Voilà donc d’où tous ces gens rentraient…

Mais moi, venant juste de déplier la canne à pêche pour l’admirer, j’étais en effet repartie avec celle-ci en kit dans les bras !

La pluie avait commencé à tomber dans la pénombre, un sinistre ressenti m’envahit.

Un homme, remontant lui aussi la côte, me vint en aide pour mettre en fuite un roquet très agressif qui tentait de me mordre.

Sans doute avait-il flairé la présence des deux animaux dans mes poches…

Pour me motiver, je pensais à la joie de mes kids decouvrant les cadeaux que j’avais pris le temps de glaner pour eux.

Cela m’aidait aussi à chasser de mes pensées l’incertitude absolue des jours à venir.
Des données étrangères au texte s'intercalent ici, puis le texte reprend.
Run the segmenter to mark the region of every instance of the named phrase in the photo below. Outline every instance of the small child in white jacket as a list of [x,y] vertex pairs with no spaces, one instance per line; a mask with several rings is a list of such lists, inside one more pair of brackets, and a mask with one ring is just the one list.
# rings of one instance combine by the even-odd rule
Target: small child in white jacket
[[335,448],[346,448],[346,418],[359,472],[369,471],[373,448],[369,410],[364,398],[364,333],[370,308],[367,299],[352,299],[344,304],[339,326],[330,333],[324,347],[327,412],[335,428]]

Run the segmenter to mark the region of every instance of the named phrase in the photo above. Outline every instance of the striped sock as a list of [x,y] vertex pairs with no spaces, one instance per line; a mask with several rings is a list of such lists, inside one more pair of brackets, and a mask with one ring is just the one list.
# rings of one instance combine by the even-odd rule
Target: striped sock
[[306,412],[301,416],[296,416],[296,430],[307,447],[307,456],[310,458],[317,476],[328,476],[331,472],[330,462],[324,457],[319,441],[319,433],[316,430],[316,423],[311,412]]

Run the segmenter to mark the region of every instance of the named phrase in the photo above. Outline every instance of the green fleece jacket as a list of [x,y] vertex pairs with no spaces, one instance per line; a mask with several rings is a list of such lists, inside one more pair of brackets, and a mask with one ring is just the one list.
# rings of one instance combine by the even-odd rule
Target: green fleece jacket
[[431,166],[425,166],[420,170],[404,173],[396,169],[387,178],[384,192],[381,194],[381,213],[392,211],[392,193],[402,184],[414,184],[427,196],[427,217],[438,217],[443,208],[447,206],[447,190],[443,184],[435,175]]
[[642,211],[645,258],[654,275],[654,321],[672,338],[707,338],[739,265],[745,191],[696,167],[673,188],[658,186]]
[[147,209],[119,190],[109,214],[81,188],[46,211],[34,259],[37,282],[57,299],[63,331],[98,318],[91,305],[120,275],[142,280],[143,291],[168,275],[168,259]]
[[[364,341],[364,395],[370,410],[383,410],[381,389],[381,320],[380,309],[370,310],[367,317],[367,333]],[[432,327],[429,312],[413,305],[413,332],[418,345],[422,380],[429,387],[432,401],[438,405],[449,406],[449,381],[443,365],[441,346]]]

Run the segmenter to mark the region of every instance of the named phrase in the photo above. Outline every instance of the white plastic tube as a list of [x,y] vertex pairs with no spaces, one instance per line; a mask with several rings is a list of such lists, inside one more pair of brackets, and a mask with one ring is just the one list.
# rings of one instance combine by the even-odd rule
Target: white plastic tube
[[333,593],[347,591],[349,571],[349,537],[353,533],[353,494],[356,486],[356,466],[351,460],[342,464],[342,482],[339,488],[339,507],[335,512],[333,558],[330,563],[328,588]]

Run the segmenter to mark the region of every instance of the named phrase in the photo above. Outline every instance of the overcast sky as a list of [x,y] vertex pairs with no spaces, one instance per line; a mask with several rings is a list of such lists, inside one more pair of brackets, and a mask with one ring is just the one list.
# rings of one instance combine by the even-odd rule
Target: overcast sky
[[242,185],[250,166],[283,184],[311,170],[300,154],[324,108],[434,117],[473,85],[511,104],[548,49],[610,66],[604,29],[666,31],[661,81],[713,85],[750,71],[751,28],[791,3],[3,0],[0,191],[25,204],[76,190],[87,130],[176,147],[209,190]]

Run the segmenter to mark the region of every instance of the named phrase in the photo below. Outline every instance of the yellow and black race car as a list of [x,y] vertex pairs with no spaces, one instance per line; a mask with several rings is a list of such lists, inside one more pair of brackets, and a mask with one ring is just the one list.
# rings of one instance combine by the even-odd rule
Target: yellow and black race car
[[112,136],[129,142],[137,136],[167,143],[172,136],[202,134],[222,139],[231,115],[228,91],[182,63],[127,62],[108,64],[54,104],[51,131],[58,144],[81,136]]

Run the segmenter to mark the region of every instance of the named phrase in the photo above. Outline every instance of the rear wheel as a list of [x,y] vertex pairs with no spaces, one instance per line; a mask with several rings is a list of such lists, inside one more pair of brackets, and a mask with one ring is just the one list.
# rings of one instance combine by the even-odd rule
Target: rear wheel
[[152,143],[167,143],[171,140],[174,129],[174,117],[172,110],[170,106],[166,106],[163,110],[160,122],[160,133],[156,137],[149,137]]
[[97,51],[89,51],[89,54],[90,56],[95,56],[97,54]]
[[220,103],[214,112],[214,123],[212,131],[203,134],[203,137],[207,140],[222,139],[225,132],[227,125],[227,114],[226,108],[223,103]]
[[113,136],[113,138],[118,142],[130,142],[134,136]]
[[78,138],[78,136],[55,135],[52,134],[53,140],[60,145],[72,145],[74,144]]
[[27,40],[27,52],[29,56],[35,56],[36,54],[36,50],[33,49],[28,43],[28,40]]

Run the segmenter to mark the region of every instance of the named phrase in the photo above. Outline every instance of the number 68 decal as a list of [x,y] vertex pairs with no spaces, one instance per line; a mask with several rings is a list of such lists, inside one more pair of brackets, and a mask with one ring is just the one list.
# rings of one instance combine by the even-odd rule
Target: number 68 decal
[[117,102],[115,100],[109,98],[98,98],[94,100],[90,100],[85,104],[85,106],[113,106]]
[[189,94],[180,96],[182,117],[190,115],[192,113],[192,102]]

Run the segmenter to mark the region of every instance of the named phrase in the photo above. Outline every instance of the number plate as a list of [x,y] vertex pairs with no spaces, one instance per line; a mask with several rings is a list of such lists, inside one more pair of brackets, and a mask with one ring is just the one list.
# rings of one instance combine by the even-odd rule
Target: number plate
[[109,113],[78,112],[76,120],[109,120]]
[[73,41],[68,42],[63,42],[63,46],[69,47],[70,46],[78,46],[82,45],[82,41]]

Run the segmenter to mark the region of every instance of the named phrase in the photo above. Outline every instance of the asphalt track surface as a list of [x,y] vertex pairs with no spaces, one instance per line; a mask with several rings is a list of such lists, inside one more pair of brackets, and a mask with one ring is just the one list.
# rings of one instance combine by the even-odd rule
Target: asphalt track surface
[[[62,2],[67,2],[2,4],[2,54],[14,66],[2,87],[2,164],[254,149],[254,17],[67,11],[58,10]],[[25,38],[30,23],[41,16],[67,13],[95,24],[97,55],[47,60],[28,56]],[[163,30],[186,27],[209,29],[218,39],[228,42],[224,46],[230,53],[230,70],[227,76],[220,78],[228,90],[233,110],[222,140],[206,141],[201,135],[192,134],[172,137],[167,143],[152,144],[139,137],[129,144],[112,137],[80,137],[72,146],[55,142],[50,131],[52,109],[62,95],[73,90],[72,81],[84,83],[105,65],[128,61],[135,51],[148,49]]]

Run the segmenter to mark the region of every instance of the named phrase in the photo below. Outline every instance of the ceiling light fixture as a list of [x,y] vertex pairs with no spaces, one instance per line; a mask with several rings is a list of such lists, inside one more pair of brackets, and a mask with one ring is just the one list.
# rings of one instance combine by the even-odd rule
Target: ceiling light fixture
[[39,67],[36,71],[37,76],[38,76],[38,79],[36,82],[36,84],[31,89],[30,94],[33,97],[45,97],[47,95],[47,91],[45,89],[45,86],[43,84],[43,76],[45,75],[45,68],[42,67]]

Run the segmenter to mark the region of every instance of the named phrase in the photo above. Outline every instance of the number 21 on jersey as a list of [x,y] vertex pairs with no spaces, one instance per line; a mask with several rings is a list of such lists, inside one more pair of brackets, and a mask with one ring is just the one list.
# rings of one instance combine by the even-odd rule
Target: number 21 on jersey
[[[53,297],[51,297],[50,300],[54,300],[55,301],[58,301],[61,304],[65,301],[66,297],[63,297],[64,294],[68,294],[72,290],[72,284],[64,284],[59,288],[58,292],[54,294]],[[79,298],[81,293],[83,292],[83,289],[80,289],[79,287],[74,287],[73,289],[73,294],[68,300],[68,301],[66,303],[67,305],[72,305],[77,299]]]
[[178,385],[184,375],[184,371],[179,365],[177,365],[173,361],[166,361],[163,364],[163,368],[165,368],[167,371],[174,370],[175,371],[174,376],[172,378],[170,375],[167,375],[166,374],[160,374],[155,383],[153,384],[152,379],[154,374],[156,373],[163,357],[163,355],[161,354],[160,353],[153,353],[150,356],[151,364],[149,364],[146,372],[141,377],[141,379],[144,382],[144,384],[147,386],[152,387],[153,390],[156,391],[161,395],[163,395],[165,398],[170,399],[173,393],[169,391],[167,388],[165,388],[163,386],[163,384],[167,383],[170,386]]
Était-ce le cyclone en préparation sur le Sud de l’Inde qui brouillait mes pensées ?

Était-ce un remake de mes dernières démarches administratives ?

Lorsque j’ouvris péniblement un oeil, puis deux, il me fallut quelques secondes pour revenir à la réalité.

A 3:00 du matin, j’étais étalée complètement en travers du lit, le poignet endolori par la pression de mes bracelets sur la peau.

J’aurais pu rêver d’un meilleur réveil.